Massa se presentó además como un competidor acechante para los empresarios del transporte. Los culpó del conflicto advirtiéndoles sobre la eventual caída de las concesiones asignadas por el Estado. Si se observa la gestión de las áreas que el massismo se reservó en el acuerdo inicial de la coalición oficialista -agua, saneamiento, transporte y energía en la zona metropolitana- no hay por qué descartar otros signos de nestorismo genuino: el avance desde la gestión arbitraria de los subsidios al manejo de los negocios mediante un capitalismo de amigos. Del diezmo a la propiedad. Se trata de un manejo, además, en el que integró a la sociedad política desde la cual proyecta para la opulenta intendencia de Tigre a Malena Galmarini. Otra pincelada de nestorismo político para que el sistema anote y subraye.

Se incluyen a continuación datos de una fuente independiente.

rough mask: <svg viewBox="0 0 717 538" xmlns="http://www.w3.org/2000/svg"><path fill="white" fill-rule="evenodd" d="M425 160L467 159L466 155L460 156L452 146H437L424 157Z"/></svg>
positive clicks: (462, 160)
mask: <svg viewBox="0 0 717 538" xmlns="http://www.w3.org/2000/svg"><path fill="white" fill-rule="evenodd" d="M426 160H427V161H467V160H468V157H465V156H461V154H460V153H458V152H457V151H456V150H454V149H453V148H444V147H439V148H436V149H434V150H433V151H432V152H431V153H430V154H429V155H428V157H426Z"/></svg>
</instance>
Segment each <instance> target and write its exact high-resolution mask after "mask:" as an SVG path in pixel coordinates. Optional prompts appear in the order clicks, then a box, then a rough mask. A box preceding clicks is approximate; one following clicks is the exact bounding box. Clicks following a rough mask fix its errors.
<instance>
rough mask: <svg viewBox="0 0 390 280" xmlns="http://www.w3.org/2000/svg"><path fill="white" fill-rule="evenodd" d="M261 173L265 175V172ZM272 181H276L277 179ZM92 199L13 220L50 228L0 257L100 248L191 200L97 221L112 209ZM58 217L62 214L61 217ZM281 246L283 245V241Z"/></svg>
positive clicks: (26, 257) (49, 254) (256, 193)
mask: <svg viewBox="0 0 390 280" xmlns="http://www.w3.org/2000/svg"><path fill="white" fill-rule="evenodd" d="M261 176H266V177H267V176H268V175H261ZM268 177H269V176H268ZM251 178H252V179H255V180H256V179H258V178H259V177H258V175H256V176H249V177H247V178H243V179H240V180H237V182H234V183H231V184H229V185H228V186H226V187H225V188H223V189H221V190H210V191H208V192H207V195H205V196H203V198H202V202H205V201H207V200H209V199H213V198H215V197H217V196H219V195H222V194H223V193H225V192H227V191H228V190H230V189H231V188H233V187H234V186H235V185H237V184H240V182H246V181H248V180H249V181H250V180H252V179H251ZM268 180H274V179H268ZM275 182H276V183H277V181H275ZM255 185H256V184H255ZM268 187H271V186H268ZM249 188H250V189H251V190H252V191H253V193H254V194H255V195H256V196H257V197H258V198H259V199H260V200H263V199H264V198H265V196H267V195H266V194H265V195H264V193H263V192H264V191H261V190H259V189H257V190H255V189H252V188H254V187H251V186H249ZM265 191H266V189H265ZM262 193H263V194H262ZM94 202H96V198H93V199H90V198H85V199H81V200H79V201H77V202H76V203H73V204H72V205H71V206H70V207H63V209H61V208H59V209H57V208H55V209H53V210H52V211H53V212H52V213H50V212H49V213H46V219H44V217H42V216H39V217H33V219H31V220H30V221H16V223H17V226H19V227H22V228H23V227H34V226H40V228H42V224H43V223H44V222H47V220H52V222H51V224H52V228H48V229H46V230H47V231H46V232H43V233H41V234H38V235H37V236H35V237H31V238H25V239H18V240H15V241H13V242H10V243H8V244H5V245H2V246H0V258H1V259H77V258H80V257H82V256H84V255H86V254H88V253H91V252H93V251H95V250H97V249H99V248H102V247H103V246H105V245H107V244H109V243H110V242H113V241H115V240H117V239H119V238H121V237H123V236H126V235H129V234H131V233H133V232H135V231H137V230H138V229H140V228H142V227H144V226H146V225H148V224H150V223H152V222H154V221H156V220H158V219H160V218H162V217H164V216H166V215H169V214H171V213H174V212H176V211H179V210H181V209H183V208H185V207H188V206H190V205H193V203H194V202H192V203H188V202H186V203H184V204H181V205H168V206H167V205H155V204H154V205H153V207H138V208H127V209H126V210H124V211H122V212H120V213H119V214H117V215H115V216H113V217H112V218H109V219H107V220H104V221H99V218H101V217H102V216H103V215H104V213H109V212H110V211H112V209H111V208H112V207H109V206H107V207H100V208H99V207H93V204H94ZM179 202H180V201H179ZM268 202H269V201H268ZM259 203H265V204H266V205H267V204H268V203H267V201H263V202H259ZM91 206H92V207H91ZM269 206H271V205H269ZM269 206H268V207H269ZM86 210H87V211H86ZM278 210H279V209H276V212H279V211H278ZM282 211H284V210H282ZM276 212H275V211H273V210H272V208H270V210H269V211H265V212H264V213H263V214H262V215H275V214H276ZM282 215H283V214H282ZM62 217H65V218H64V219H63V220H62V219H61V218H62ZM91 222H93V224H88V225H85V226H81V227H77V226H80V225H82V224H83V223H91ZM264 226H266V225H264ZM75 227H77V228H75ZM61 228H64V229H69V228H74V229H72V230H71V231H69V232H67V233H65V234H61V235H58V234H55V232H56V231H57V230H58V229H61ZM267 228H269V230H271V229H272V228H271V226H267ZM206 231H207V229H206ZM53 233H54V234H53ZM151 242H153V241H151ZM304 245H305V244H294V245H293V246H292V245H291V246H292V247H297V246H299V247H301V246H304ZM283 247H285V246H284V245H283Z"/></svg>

El discurso a todo o nada que estrenó Massa es en cierto sentido un producto –acaso un logro- de la tensión provocada por Patricia Bullrich desde el espacio de oposición. Algo que Bullrich consiguió esperando que la alternativa Milei decaiga por su propio peso y ejecutando una estrategia de diferenciación muy estricta contra Horacio Rodríguez Larreta. Bullrich propone consignas directas, como que la corrupción no se termina por consenso, o que con el narcotráfico no se negocia. En esa escena, su discurso al electorado muestra a Massa siempre sonriente. Es el político que sonríe, en medio de la desgracia del pueblo argentino.
A Horacio Rodríguez Larreta, el regreso del debate desde los extremos al centro le conviene, pero el discurso a todo o nada le demanda un esfuerzo de refutación. Tiene para exhibir lo contrario de Milei: los triunfos distritales más notorios de Juntos por el Cambio se operaron desde su armado político: San Luis empezó a dejar atrás a los Rodríguez Saá, y San Juan a las décadas de dominio peronista, por el tejido de alianzas que labró el larretismo. Si ese armado se consolida para Larreta en la vasta densidad demográfica del área metropolitana de Buenos Aires, la competencia con Bullrich será para alquilar balcones.